MCMINNVILLE — The Air Line Pilots Association has filed a motion with a federal bankruptcy court to allow grievance proceedings to proceed concerning five Evergreen International Aviation pilots who were “unjustly” fired in 2013 as the company deteriorated.

Led by Capt. James Touchette, then chairman of the pilots’ association Evergreen Master Executive Council, the July 30 motion outlines the five instances of “disproportionate penalties” from May 25 to Sept. 13, 2013.
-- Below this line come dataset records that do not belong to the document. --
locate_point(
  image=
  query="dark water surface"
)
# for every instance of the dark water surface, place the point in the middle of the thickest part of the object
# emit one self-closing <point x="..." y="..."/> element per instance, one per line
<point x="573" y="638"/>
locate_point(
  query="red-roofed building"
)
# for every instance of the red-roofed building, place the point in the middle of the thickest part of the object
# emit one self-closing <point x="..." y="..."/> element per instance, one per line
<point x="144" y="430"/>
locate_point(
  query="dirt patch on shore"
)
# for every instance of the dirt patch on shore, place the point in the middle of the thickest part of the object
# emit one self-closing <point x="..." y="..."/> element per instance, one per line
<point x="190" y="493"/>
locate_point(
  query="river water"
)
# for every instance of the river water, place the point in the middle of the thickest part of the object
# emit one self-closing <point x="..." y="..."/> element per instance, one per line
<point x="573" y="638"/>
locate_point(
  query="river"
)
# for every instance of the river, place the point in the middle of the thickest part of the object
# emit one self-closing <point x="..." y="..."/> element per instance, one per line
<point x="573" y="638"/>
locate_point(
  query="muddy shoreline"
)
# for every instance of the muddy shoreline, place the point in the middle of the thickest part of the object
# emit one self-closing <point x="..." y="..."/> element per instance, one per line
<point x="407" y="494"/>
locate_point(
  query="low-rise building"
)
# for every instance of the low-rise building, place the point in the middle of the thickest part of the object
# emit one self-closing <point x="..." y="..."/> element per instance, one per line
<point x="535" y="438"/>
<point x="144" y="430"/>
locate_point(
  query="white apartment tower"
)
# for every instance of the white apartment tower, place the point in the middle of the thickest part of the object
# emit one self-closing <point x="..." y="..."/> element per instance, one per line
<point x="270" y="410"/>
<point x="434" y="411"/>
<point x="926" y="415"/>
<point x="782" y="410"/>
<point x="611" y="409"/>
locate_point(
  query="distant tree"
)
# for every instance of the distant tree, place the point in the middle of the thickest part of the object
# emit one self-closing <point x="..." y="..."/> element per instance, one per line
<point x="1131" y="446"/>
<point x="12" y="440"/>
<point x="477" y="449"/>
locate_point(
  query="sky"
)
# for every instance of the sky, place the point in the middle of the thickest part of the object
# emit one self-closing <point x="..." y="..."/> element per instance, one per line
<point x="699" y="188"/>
“For many years preceding Evergreen’s bankruptcy, the company discharged pilots infrequently — firing perhaps one pilot every two to three years — and did so only for the most serious offense,” Touchette wrote in the motion. “Most pilot disciplinary issues were handled short of discharge. However, in 2013, as Evergreen’s financial position deteriorated, the company went on a rampage of unjustified firings. These terminations were all for alleged misconduct that had nothing to do with the ability of the discharged pilots to competently and safely operate the company’s aircraft.”

The motion included examples of the wrongful firings:

First Officer Stephen Summers for allegedly damaging a hotel van.

First Officer Thomas Gorski for allegedly using the company email system for personal gain. “Evergreen management, however, produced no evidence that Gorski in fact realized any gain,” according to the motion.

First Officers Joseph Miller and Nathan Kramer for alleged unauthorized use of the company’s computer network.

Touchette for breaching confidentiality “by approving an ALPA press release that accurately asserted that Evergreen had failed to pay contributions to the pilots’ pension plan and to meet other financial commitments to Evergreen’s pilots.”

“These discharges caused the pilots serious economic and reputational harm,” the suit alleges. “The firings caused them to lose the wages and benefits on which they and their families depended. Moreover, the discharges severely limited the ability of the pilots to find new jobs in the industry.”

Touchette notes that to his knowledge none of the five pilots have found work, except for one at a small cargo carrier.

In 2013, the ALPA filed grievances challenging the discharges with Evergreen, but allege the company refused to process the claims. The union then filed a separate grievance over the refusal to process the original claim. The grievances were then submitted to the Evergreen Crewmember System Board of Adjustment. But before the motion could be heard by the board, EIA filed for bankruptcy.

The new motion with the Delaware bankruptcy court seeks to compel arbitration over the dismissals. ALPA has also asked the EIA trustee, Alfred T. Giuliano, for arbitration and allege that he has not agreed.

The motion is scheduled for a hearing Sept. 17. The union declined to comment on the matter.